Mam wrażenie, że znaczna część naszego życia przenosi się do świata wirtualnego. W ten sposób robimy zakupy i kontaktujemy się ze znajomymi. Z wiadomych powodów tak jest bezpieczniej ale dla mnie często także wygodniej. Niedawno poszukując nowości Oriflametrafiłam na stronę http://orioffice.pl/gdzie po założeniu konta otrzymujemy rabat 20% od cen katalogowych + dostęp do wielu ofert pozakatalogowych. Jak się domyślacie skorzystałam z tej oferty i chcę pokazać Wam na co się zdecydowałam.
Po raz pierwszy za to zamówiłam wodę toaletową Oriflame Imagination,która jak sama nazwa wskazuje pobudza wyobraźnię. Należą do kategorii owocowej ja jednak czuję tu głównie kwiaty w eleganckiej, radosnej wersji. Flakon jest ładny ale przypomina mi perfumy dla nastolatek. Gdyby trwałość była lepsza ten zapach biłby rekordy popularności. Trzyma się blisko skóry, jest przyjemny. Nigdy wcześniej nie widziałam go w katalogu lub nie zwróciłam na niego uwagi.

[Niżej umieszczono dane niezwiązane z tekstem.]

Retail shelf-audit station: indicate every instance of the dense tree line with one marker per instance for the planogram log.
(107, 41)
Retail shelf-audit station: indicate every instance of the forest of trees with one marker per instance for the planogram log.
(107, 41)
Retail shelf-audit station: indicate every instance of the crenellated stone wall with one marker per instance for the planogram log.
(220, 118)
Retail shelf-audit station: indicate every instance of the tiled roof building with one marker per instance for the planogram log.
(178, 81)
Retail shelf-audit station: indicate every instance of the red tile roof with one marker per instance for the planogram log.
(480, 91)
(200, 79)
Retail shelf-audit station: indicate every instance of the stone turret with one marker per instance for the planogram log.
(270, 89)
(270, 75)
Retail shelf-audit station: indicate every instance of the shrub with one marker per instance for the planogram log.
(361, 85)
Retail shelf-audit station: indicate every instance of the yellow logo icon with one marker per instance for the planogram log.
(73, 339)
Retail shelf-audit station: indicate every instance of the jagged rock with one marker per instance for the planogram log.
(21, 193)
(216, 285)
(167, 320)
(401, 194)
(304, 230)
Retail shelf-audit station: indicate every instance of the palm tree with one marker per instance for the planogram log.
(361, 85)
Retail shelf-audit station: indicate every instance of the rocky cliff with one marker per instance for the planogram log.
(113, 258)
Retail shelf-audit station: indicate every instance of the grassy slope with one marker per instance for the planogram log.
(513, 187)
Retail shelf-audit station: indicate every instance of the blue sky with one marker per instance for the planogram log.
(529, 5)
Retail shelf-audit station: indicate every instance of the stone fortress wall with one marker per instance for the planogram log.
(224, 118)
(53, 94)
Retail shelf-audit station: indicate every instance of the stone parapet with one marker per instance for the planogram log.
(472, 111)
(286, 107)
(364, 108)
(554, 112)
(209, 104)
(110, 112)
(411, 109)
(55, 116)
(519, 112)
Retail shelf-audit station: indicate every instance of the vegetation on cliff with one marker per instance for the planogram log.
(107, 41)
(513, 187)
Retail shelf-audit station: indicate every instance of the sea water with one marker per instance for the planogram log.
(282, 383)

Jeśli go znacie to piszcie to o nim myślicie.
Jesień to teoretycznie okres gdy mam więcej czasu dla siebie i chcę bardziej o siebie zadbać. Ostatnio jestem niezorganizowana i żyję w chaosie. Na wieczorne ukojenie nerwów po za lampką wina dobre jest mini spa dlatego zamówiłam dwie maseczki: oczyszczającą z łopianem i kojącą z owsem z serii Love Nature. Obie nie miały jeszcze premiery, liczę, że dobrze się sprawdzą.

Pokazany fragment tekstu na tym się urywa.